Introduction to Deep Learning with Keras

In this article, we’ll build a simple neural network using Keras. We’ll assume you have prior knowledge of machine learning packages such as scikit-learn and other scientific packages such as Pandas and Numpy.

Training an Artificial Neural Network

Training an artificial neural network involves the following steps:

Weights are randomly initialized to numbers that are near zero but not zero.
Feed the observations of your dataset to the input layer.
Forward propagation (from left to right): neurons are activated and the predicted values are obtained.
Compare predicted results to actual values and measure the error.
Backward propagation (from right to left): weights are adjusted.
Repeat steps 1–5
One epoch is achieved when the whole training set has gone through the neural network.

Business Problem

Now let’s proceed to solve a real business problem. An insurance company has approached you with a dataset of previous claims of their clients. The insurance company wants you to develop a model to help them predict which claims look fraudulent. By doing so you hope to save the company millions of dollars annually. This is a classification problem. These are the columns in our dataset.

Data Preprocessing

As in many business problems, the data provided will not be processed for us. We therefore have to prepare it in a way that our algorithm will accept it. We see from the dataset that we have some categorical columns.
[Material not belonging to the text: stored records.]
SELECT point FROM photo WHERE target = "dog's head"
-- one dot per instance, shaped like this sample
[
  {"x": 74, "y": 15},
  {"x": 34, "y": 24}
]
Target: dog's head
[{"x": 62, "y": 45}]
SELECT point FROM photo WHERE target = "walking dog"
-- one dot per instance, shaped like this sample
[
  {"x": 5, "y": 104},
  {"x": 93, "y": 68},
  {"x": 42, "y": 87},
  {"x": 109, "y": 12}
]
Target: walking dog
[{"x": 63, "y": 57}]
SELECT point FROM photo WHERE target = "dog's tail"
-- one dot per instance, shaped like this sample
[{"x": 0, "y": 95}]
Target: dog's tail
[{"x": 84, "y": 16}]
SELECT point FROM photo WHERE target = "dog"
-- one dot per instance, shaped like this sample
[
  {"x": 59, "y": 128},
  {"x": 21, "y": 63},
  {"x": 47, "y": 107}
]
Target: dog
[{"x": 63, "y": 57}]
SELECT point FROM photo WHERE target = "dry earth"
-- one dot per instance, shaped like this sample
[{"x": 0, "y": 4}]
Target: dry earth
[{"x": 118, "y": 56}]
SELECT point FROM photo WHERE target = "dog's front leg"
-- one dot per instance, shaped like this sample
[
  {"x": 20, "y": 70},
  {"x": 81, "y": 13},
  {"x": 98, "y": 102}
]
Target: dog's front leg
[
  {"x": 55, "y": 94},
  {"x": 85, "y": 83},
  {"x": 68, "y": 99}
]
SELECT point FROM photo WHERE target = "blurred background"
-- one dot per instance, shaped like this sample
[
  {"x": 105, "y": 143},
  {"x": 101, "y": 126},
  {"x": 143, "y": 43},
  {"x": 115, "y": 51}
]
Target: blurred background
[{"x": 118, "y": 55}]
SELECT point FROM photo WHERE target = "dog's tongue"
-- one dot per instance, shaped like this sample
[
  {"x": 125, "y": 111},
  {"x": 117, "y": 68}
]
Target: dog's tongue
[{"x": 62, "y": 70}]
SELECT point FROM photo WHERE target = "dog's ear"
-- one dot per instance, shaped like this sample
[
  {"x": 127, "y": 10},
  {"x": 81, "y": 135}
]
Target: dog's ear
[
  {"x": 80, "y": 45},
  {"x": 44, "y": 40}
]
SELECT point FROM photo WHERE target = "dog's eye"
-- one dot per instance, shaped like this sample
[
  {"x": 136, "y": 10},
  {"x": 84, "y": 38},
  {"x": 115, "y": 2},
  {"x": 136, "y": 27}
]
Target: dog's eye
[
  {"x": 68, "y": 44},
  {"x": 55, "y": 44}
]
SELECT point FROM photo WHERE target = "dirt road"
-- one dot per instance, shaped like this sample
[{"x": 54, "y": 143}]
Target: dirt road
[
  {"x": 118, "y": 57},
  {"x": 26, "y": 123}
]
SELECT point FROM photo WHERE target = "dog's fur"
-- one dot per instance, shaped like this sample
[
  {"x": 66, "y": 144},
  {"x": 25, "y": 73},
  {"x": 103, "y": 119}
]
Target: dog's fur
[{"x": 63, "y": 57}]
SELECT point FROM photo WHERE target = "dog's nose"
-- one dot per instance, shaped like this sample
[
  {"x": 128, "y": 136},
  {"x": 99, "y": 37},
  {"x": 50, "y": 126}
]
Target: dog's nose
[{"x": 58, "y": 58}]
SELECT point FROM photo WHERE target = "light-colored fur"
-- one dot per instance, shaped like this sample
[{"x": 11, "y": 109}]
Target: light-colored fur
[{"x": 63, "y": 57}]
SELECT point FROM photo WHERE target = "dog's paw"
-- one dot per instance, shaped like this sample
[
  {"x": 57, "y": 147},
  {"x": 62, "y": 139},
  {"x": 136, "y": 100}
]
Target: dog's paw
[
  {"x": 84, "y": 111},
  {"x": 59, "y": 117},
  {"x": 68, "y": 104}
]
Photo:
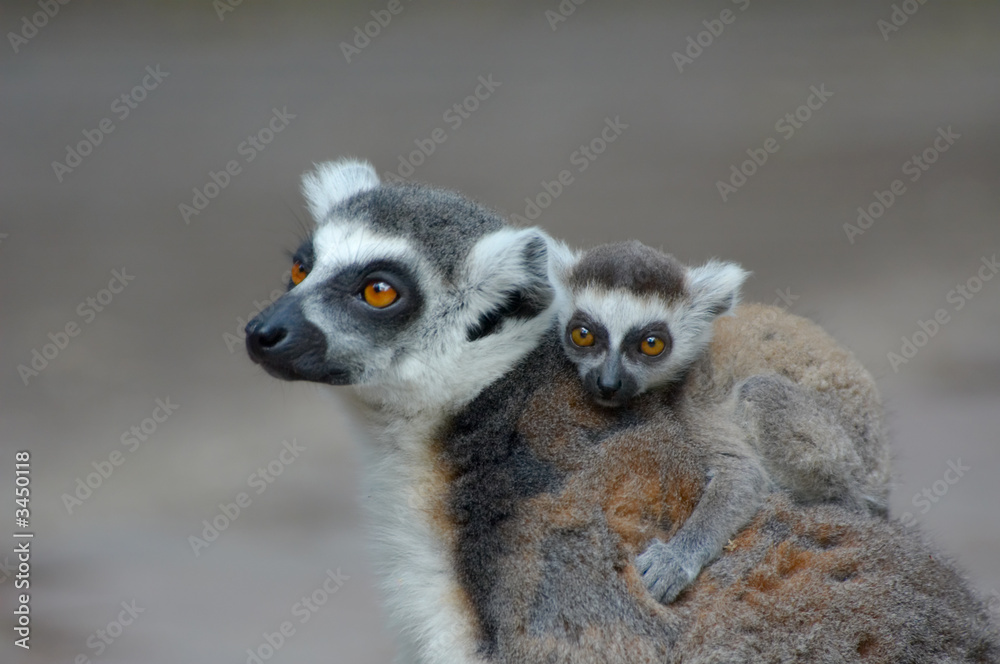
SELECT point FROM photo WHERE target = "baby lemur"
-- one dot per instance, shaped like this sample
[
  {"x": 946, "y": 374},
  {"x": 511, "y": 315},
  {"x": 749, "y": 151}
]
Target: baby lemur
[{"x": 808, "y": 413}]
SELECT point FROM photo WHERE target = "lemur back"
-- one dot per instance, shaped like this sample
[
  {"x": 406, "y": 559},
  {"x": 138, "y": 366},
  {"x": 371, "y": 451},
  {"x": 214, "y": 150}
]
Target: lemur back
[
  {"x": 551, "y": 499},
  {"x": 790, "y": 381}
]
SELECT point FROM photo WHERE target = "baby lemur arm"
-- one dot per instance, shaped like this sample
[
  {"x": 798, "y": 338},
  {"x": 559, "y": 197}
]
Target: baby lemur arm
[{"x": 736, "y": 485}]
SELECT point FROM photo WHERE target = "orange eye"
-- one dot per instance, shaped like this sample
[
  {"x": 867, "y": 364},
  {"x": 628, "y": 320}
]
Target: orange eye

We need to convert these to zeros and ones so that our deep learning model will be able to understand them. Another thing to note is that we have to feed our dataset to the model as numpy arrays. Below we import the necessary packages and then load in our dataset.

We then to convert the categorical columns to dummy variables.

feats = [‘policy_state’,’insured_sex’,’insured_education_level’,’insured_occupation’,’insured_hobbies’,’insured_relationship’,’collision_type’,’incident_severity’,’authorities_contacted’,’incident_state’,’incident_city’,’incident_location’,’property_damage’,’police_report_available’,’auto_make’,’auto_model’,’fraud_reported’,’incident_type’]
df_final = pd.get_dummies(df,columns=feats,drop_first=True)

In this case we use drop_first=True to avoid the dummy variable trap. For example, if you have a, b, c, d as categories then you can drop d as a dummy variable. This is because if something does not fall into either a, b, or c then it’s definitely in d. This is referred to as multicollinearity.

We use sklearn’s train_test_split to split the data into a training set and a test set.

Next we make sure to drop the column we’re predicting to prevent it from leaking into the training set and the test set. We must avoid using the same dataset to train and test the model. We set .values at the end of the dataset in order to get the numpy arrays. This is the way our deep learning model will accept the data. This step is important because our machine learning model expects the data in form of arrays.

X = df_final.drop([‘fraud_reported_Y’,’policy_csl’,’policy_bind_date’,’incident_date’],axis=1).values
y = df_final[‘fraud_reported_Y’].values

We then split the data into a training and test set. We use 0.7 of the data for training and 0.3 for testing.

Next we have to scale our dataset using Sklearn’s StandardScaler. Due to the massive amounts of computations taking place in deep learning, feature scaling is compulsory. Feature scaling standardizes the range of our independent variables.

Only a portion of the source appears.